## Understand RDD operations: transformations and actions

This blog has been moved to new address: http://www.trongkhoanguyen.com.

As we’ve already known that each RDD has 2 sets of parallel operations: transformation and action. Today, let’s understand some of them.

## 1. Transformation

Transformation Result
map(f: T => U) Return a MappedRDD[U] by applying function f to each element
flatmap(f: T => TraversableOnce[U]) Return a new FlatMappedRDD[U] by first applying a function to all elements and then flattening the results.

For example: we want to print all words in a large text file, we can use the following code:

```// create a RDD object from HDFS file
lines = spark.textFile("hdfs://input.txt");

// now we obtain a RDD which is a collection of
//words in the input.txt file
words = lines.flatMap(line => line.split(" "));
```
filter(f: T => Boolean) Return a FilteredRDD[T] having elemnts that f return true
mapPartitions(Iterator[T] => Iterator[U]) Return a new MapPartitionsRDD[U] by applying a function to each partition
sample(withReplacement, fraction, seed) Return a new PartitionwiseSampledRDD[T] which is a sampled subset
union(otherRdd[T]) Return a new UnionRDD[T] by making union with another Rdd
intersection(otherRdd[T]) Return a new RDD[T] by making intersection with another Rdd
distinct() Return a new RDD[T] containing distinct elements
groupByKey() Being called on (K,V) Rdd, return a new RDD[([K], Iterable[V])]
reduceByKey(f: (V, V) => V) Being called on (K, V) Rdd, return a new RDD[(K, V)] by aggregating values using feg: reduceByKey(_+_)
sortByKey([ascending]) Being called on (K,V) Rdd where K implements Ordered, return a new RDD[(K, V)] sorted by K
join(other: RDD[(K, W)) Being called on (K,V) Rdd, return a new RDD[(K, (V, W))] by joining them
cogroup(other: RDD[(K, W)) Being called on (K,V) Rdd, return a new RDD[(K, (Iterable[V], Iterable[W]))] such that for each key k in this & other, get a tuple with the list of values for that key in this as well as other
cartesian(other: RDD[U])  Return a  new RDD[(T, U)] by applying product

## 2. Actions

Action Result
reduce(f: (T, T) => T)  return T by reducing the elements using specified commutative and associative binary operator
Example:

```rdd = sc.parallelize(Array(1, 2, 3, 4, 5))
rdd.reduce((a, b) => a + b)
```
collect() Return an Array[T] containing all elements
count() Return the number of elements
first() Return the first element
take(num) Return an Array[T] taking first num elements
takeSample(withReplacement, fraction, seed) Return an Array[T] which is a sampled subset
takeOrdered(num)(order) Return an Array[T] having num smallest or biggest (depend on order) elements
saveAsTextFile(fileName)
saveAsSequenceFile(fileName)
saveAsObjectFile(fileName)
Save (serialized) Rdd
countByValue() Return a Map[T, Long] having the count of each unique value
countByKey() Return a Map[K, Long] counting the number of elements for each key
foreach(f: T=>Unit) Apply function f to each element

## 3. Transformation & lazy evaluation will bring us more chance of optimizing our job

The figure below gives a quick overview of the flow of a spark job:

Flow of a Spark job [2]

Suppose we are running a simple word count job:

```/* SimpleApp.scala */
val conf = new SparkConf().setAppName("Simple Application")
val sc = new SparkContext(conf)
val logData = sc.textFile(logFile, 2).cache()
val numAs = logData.filter(line => line.contains("a")).count()
println("Lines with a: %s".format(numAs))
```

Starting by creating a Rdd object by using SparkContext, then we transform it with the filter transformation and finally call action count.
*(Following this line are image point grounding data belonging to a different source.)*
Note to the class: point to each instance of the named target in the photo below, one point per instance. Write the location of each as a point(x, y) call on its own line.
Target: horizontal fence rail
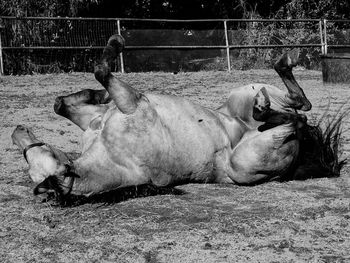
point(79, 39)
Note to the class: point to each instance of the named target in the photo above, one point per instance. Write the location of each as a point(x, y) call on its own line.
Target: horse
point(131, 138)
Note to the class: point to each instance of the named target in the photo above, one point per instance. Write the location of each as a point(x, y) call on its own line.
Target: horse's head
point(82, 106)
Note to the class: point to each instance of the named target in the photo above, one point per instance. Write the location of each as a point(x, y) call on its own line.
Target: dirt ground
point(298, 221)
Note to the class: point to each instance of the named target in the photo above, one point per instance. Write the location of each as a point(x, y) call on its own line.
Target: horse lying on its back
point(132, 138)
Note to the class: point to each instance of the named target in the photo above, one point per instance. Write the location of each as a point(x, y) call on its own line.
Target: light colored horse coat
point(132, 138)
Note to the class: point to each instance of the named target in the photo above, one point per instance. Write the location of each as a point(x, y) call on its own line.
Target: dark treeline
point(179, 9)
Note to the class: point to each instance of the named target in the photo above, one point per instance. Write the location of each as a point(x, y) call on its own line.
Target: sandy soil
point(298, 221)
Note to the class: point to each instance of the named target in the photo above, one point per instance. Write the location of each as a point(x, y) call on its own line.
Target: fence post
point(321, 37)
point(1, 58)
point(121, 54)
point(325, 36)
point(227, 47)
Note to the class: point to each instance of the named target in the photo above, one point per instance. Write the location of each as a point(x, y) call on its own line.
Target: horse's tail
point(320, 151)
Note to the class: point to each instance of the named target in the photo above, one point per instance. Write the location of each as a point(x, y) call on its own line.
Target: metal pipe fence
point(34, 37)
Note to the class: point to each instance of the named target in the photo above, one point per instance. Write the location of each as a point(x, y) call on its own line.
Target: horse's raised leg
point(272, 118)
point(125, 97)
point(284, 68)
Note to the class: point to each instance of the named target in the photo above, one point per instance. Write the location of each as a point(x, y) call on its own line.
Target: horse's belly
point(167, 147)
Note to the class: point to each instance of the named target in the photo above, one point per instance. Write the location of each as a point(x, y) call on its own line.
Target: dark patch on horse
point(114, 196)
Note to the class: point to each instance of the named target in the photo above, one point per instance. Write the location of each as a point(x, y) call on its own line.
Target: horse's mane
point(320, 150)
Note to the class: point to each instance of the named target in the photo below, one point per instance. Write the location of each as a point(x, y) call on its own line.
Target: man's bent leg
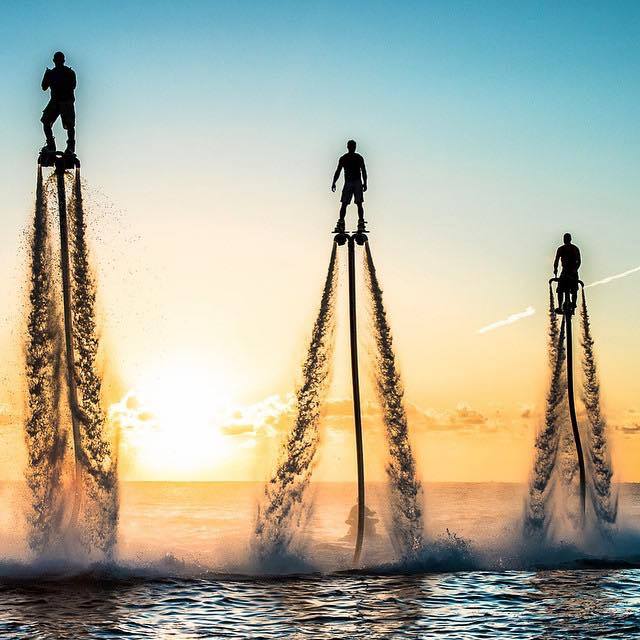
point(71, 140)
point(560, 299)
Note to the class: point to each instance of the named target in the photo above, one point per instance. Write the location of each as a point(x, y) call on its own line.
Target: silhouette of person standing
point(61, 80)
point(355, 184)
point(569, 255)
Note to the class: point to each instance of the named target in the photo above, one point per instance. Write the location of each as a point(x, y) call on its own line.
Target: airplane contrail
point(529, 311)
point(514, 317)
point(624, 274)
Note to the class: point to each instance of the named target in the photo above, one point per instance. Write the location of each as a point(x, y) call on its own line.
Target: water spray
point(60, 170)
point(54, 363)
point(568, 311)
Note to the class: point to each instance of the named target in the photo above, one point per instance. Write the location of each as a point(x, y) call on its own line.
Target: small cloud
point(466, 415)
point(629, 429)
point(526, 411)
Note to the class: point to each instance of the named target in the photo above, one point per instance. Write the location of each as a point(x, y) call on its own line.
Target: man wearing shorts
point(569, 255)
point(62, 82)
point(355, 184)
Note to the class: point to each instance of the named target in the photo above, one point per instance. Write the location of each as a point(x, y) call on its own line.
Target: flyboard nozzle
point(360, 237)
point(341, 238)
point(61, 161)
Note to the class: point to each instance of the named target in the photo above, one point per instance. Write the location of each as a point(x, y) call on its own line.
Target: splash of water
point(603, 497)
point(406, 489)
point(45, 439)
point(541, 487)
point(98, 457)
point(281, 512)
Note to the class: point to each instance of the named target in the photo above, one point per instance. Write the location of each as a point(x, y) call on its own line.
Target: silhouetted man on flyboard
point(61, 80)
point(355, 184)
point(569, 255)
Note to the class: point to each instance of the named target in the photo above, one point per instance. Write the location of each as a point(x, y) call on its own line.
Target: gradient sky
point(209, 133)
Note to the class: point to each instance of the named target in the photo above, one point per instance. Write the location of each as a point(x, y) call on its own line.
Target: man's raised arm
point(336, 175)
point(555, 262)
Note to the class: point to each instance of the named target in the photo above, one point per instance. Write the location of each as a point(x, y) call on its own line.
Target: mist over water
point(282, 510)
point(405, 488)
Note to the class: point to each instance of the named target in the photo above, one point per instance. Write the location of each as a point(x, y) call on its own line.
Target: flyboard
point(351, 239)
point(568, 311)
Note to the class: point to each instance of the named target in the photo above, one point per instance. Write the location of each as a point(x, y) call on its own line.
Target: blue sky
point(489, 129)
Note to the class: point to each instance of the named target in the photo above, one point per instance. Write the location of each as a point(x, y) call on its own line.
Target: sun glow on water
point(171, 430)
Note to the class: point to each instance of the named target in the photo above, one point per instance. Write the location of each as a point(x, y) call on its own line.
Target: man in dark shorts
point(569, 255)
point(355, 184)
point(62, 82)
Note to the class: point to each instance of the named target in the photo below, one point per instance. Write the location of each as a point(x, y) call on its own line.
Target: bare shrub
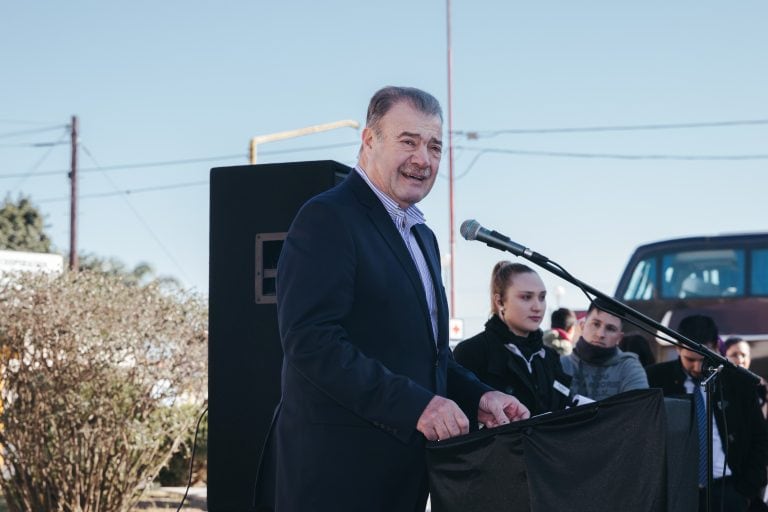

When an action is called on rdd, the SparkContext will submit a job to the DAGScheduler – where the very first optimizations happen.

The DAGSchedule receives target Rdds, functions to run on each partition (pipe the transformations, action), and a listener for results. It will:
– build Stages of Task objects (code + preferred location)
– Resubmit failed Stages if outputs are lost

The TaskScheduler is responsible for launching tasks at executors in our cluster, re-launch failed tasks several times, return the result to DAGScheduler.

We can now quickly summarize:
+ We submit a jar application which contains jobs
+ The job gets submitted to DAGScheduler via SparkContext will be split in to Stages. The DAGScheduler schedules the run order of these stages.
+ A Stage contains a set of tasks to run on Executors. The TaskScheduler schedules the run of tasks.

## 4. RDD Dependency types and the optimization at DAGScheduler:

Narrow dependency:  each partition of the parent RDD is used by at most one partition of the child RDD. This means the task can be executed locally and we don’t have to shuffle. (Eg: map, flatMap, Filter, sample)
Wide dependency: multiple child partitions may depend on one partition of the parent RDD. This means we have to shuffle data unless the parents are hash-partitioned (Eg: sortByKey, reduceByKey, groupByKey, cogroupByKey, join, cartesian)

Thanks to the lazy evaluation technique, the Scheduler will be able to optimize the stages before submitting the job: pipelines narrow operations within a stage, picks join algorithms based on partitioning (try to minimize shuffles), reuses previously cached data.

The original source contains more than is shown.